4. The flexible wearable sensor-based speech recognition device of claim 3, wherein: the dictionary is a mapping relation between Chinese characters and phonemes.
5. The flexible wearable sensor-based speech recognition device of claim 4, wherein: the phoneme set in the Chinese character is all initials and finals.
6. The flexible wearable sensor-based speech recognition device of claim 3, wherein the language model employs an N-Gram model that derives a probability that individual words or phrases are related to each other by training textual information.
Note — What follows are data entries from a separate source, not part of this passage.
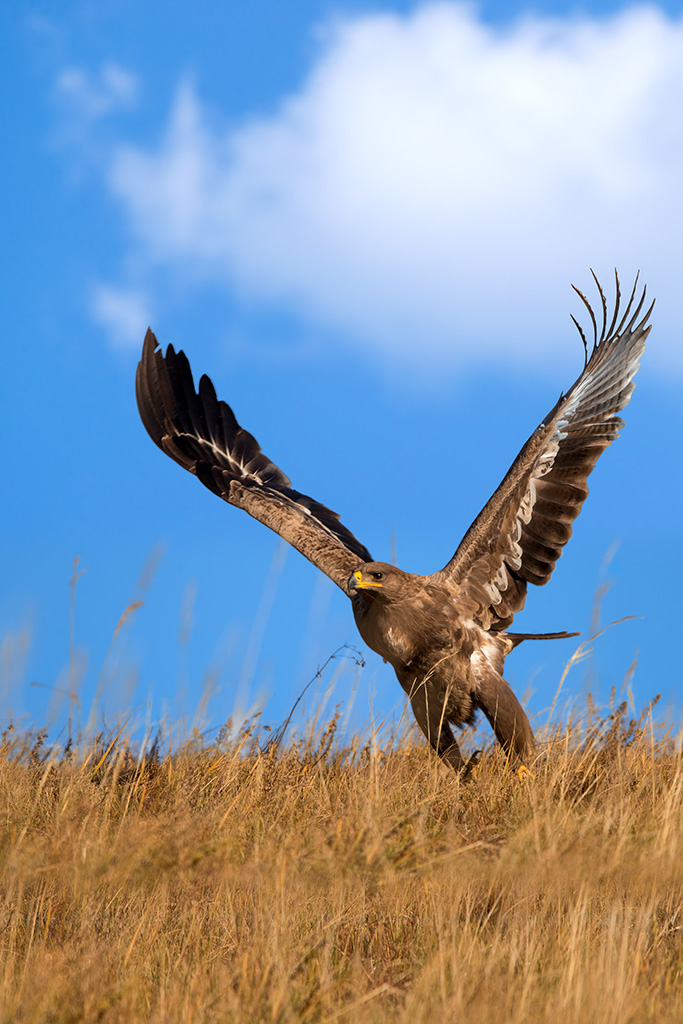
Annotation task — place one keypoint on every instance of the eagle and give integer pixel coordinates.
(445, 634)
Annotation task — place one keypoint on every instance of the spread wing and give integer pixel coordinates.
(202, 434)
(520, 532)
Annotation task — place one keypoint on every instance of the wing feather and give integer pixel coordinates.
(202, 434)
(520, 532)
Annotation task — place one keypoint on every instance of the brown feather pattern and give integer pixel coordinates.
(520, 532)
(203, 435)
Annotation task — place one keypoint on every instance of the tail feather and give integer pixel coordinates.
(517, 638)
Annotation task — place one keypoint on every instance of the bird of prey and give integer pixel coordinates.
(446, 635)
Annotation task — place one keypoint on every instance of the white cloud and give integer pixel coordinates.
(124, 312)
(91, 96)
(436, 181)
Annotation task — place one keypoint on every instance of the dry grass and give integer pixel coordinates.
(227, 883)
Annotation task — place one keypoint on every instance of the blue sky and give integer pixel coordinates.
(363, 221)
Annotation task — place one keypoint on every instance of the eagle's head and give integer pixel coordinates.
(381, 582)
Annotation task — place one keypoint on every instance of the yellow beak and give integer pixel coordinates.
(360, 583)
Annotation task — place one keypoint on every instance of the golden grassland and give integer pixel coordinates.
(239, 882)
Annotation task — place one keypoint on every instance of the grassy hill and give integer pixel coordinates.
(233, 882)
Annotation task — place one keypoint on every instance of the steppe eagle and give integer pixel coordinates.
(446, 634)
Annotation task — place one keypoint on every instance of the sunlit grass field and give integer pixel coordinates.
(323, 880)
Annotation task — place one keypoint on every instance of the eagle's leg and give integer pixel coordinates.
(507, 717)
(430, 716)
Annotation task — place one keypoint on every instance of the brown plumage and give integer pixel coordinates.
(445, 634)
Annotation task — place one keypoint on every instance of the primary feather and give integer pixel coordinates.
(444, 634)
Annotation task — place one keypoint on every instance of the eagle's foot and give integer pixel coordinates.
(470, 765)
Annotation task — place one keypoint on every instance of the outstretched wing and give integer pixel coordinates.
(202, 434)
(520, 532)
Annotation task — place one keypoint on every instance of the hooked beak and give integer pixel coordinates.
(355, 582)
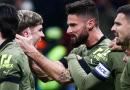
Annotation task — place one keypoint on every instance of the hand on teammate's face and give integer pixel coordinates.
(114, 47)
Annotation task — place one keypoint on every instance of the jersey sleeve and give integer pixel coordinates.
(116, 66)
(9, 86)
(10, 69)
(83, 80)
(125, 78)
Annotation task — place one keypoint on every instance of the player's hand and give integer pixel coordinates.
(26, 43)
(114, 47)
(79, 57)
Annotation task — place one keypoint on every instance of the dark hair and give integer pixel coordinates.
(8, 21)
(28, 19)
(86, 8)
(125, 10)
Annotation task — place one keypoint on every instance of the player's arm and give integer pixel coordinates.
(83, 80)
(55, 70)
(9, 86)
(45, 78)
(39, 72)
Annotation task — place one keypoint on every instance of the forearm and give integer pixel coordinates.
(55, 70)
(9, 86)
(83, 80)
(39, 73)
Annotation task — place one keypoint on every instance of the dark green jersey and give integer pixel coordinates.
(125, 78)
(14, 68)
(99, 53)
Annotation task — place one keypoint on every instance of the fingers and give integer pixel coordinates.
(18, 36)
(78, 57)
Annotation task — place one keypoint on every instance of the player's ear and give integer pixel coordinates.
(26, 32)
(90, 24)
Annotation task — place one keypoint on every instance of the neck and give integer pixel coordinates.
(94, 36)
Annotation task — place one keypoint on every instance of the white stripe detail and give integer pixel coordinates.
(102, 70)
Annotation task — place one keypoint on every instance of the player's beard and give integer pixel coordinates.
(80, 40)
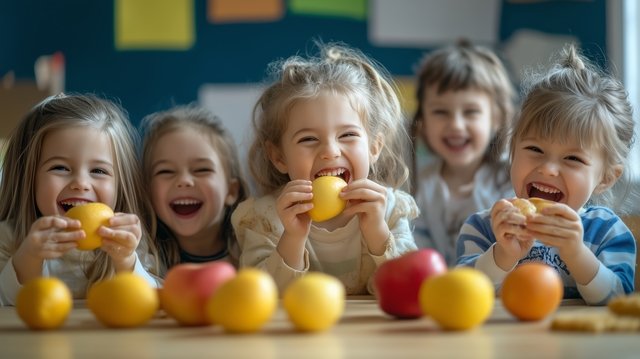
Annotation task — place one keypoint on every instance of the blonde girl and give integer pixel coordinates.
(465, 99)
(570, 146)
(69, 150)
(193, 173)
(335, 114)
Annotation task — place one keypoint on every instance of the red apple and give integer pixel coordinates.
(187, 288)
(397, 281)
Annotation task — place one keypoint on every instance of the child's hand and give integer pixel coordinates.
(368, 200)
(49, 237)
(292, 206)
(513, 241)
(558, 226)
(120, 239)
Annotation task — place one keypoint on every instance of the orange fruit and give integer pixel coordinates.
(124, 301)
(459, 299)
(44, 303)
(314, 302)
(92, 216)
(326, 198)
(532, 291)
(243, 304)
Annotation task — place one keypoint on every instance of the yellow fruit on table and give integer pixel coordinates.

7. The voice recognition device based on the flexible wearable sensor, according to claim 1, wherein the voice acquisition unit comprises a bluetooth module, and the voice acquisition unit and the voice signal receiving and processing unit adopt a bluetooth wireless transmission mode; the analog-to-digital conversion unit is integrated in the Bluetooth module.
8. The flexible wearable sensor-based speech recognition device of claim 7, wherein the Bluetooth module comprises a filtering unit.
9. The speech recognition device based on the flexible wearable sensor, according to claim 1, wherein the speech acquisition unit comprises a filtering unit, and the analog electrical signal is encoded into a digital signal after being processed by the filtering unit.
10. The flexible wearable sensor-based speech recognition device of claim 1, wherein the speech acquisition unit comprises a power module.